---
license: bsd-3-clause
library_name: braindecode
pipeline_tag: feature-extraction
tags:
  - eeg
  - biosignal
  - pytorch
  - neuroscience
  - braindecode
  - foundation-model
  - convolutional
---

# MEDFormer

Medformer from Wang et al (2024) [Medformer2024].

> **Architecture-only repository.** Documents the
> `braindecode.models.MEDFormer` class. **No pretrained weights are
> distributed here.** Instantiate the model and train it on your own
> data.

## Quick start

```bash
pip install braindecode
```

```python
from braindecode.models import MEDFormer

model = MEDFormer(
    n_chans=22,
    sfreq=250,
    input_window_seconds=4.0,
    n_outputs=4,
)
```

The signal-shape arguments above are illustrative defaults — adjust to
match your recording.

## Documentation
- Full API reference: <https://braindecode.org/stable/generated/braindecode.models.MEDFormer.html>
- Interactive browser (live instantiation, parameter counts):
  <https://huggingface.co/spaces/braindecode/model-explorer>
- Source on GitHub: <https://github.com/braindecode/braindecode/blob/master/braindecode/models/medformer.py#L20>


## Architecture

![MEDFormer architecture](https://raw.githubusercontent.com/DL4mHealth/Medformer/refs/heads/main/figs/medformer_architecture.png)


## Parameters

| Parameter | Type | Description |
|---|---|---|
| `patch_len_list` | list of int, optional | Patch lengths for multi-granularity patching; each entry selects a temporal scale. The default is `[14, 44, 45]`. |
| `embed_dim` | int, optional | Embedding dimensionality. The default is `128`. |
| `num_heads` | int, optional | Number of attention heads, which must divide :attr:`d_model`. The default is `8`. |
| `drop_prob` | float, optional | Dropout probability.
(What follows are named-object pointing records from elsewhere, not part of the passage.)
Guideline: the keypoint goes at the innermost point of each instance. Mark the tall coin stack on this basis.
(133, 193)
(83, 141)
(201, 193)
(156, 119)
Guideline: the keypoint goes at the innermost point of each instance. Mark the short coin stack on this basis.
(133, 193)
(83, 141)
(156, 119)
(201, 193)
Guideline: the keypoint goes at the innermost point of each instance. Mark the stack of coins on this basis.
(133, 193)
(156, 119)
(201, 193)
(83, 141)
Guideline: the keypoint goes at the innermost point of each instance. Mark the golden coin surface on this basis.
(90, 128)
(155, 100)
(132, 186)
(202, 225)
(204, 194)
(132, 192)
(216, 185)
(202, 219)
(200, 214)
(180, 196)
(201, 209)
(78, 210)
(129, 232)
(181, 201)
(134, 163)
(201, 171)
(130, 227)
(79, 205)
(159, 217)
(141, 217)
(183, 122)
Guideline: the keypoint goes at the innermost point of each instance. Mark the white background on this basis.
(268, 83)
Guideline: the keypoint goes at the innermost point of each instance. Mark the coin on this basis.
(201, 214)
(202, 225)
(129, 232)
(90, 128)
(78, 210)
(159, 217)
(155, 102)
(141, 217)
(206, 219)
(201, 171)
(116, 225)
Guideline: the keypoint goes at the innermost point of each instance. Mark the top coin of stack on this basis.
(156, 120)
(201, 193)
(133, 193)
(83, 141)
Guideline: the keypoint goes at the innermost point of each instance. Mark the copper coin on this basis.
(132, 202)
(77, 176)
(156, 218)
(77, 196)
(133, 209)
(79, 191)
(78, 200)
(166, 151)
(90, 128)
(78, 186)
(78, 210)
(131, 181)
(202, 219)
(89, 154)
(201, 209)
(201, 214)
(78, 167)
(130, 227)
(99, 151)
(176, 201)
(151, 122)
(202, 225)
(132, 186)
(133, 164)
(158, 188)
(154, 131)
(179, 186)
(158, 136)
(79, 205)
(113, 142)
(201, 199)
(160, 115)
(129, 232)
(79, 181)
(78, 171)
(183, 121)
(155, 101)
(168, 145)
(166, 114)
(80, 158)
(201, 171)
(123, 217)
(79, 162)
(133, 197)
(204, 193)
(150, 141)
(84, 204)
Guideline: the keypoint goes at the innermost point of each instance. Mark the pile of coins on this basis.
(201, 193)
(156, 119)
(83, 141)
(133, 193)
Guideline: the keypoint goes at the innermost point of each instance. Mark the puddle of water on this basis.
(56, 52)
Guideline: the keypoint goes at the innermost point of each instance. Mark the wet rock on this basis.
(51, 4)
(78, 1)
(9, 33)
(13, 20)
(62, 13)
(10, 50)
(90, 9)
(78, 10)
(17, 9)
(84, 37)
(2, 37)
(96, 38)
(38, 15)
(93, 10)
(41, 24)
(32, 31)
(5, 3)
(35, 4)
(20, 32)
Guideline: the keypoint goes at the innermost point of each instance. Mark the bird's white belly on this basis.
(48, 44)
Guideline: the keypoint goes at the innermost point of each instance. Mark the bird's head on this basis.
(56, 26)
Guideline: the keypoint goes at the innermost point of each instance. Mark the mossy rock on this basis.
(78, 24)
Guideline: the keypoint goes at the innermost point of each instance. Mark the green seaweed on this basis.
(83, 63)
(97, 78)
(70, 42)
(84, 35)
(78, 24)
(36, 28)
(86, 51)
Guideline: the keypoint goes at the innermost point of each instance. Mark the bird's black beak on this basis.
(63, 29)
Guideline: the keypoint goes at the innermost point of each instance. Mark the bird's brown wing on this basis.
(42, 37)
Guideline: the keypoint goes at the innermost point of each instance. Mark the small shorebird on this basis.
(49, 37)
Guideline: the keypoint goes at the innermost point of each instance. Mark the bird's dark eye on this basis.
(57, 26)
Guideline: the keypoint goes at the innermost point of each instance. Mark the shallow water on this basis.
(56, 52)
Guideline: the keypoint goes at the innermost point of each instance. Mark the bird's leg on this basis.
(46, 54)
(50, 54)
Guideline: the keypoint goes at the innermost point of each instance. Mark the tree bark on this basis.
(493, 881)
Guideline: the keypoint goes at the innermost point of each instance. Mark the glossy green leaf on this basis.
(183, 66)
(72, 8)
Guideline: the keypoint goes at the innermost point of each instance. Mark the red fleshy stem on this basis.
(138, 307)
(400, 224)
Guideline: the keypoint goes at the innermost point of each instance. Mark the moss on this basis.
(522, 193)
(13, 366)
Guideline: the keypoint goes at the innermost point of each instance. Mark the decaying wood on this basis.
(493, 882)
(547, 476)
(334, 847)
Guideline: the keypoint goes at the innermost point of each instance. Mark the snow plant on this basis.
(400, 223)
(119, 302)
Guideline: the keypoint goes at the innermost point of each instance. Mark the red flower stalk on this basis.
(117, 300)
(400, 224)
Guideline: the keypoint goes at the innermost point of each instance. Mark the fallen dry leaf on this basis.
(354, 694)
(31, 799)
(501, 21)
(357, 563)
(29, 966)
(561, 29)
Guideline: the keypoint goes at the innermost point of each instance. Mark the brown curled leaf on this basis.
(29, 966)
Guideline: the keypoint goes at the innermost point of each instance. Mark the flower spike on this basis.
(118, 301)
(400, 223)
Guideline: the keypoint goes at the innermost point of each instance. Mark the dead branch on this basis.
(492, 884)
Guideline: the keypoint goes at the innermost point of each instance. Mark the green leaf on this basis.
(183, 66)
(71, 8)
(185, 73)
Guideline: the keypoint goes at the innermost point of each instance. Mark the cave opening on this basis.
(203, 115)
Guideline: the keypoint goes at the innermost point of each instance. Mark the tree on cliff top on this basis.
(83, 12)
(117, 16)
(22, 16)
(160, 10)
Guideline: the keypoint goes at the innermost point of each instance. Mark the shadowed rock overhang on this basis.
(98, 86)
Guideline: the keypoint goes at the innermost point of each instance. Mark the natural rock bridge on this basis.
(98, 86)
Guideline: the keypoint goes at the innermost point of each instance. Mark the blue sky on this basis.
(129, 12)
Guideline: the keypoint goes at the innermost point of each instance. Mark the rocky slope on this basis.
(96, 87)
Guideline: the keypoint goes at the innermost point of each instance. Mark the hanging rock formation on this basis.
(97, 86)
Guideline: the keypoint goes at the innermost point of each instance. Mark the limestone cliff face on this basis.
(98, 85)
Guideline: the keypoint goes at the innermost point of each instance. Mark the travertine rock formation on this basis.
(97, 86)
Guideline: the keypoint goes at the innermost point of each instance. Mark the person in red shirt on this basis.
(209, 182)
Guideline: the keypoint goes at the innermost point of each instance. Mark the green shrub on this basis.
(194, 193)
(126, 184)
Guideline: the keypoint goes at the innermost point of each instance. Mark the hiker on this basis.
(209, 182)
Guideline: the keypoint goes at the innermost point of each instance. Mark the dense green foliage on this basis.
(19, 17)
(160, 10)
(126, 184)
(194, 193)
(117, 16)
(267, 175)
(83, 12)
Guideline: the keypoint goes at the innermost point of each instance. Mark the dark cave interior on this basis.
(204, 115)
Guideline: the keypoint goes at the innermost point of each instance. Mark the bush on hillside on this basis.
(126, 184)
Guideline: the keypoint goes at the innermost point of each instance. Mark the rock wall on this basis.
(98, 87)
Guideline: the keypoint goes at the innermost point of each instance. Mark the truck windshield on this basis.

The default is `0.1`. |
| `no_inter_attn` | bool, optional | If `True`, disables inter-granularity attention. The default is `False`. |
| `num_layers` | int, optional | Number of encoder layers. The default is `6`. |
| `dim_feedforward` | int, optional | Feedforward dimensionality. The default is `256`. |
| `activation_trans` | nn.Module, optional | Activation module used in transformer encoder layers. The default is :class:`nn.ReLU`. |
| `single_channel` | bool, optional | If `True`, processes each channel independently, increasing capacity and cost. The default is `False`. |
| `output_attention` | bool, optional | If `True`, returns attention weights for interpretability. The default is `True`. |
| `activation_class` | nn.Module, optional | Activation used in the final classification layer. The default is :class:`nn.GELU`. |


## References

1. Wang, Y., Huang, N., Li, T., Yan, Y., & Zhang, X. (2024). Medformer: A Multi-Granularity Patching Transformer for Medical Time-Series Classification. In A. Globerson, L. Mackey, D. Belgrave, A. Fan, U. Paquet, J. Tomczak, & C. Zhang (Eds.), Advances in Neural Information Processing Systems (Vol. 37, pp. 36314-36341). doi:10.52202/079017-1145.


## Citation

Cite the original architecture paper (see *References* above) and braindecode:

```bibtex
@article{aristimunha2025braindecode,
  title   = {Braindecode: a deep learning library for raw electrophysiological data},
  author  = {Aristimunha, Bruno and others},
  journal = {Zenodo},
  year    = {2025},
  doi     = {10.5281/zenodo.17699192},
}
```

## License

BSD-3-Clause for the model code (matching braindecode).
Pretraining-derived weights, if you fine-tune from a checkpoint,
inherit the licence of that checkpoint and its training corpus.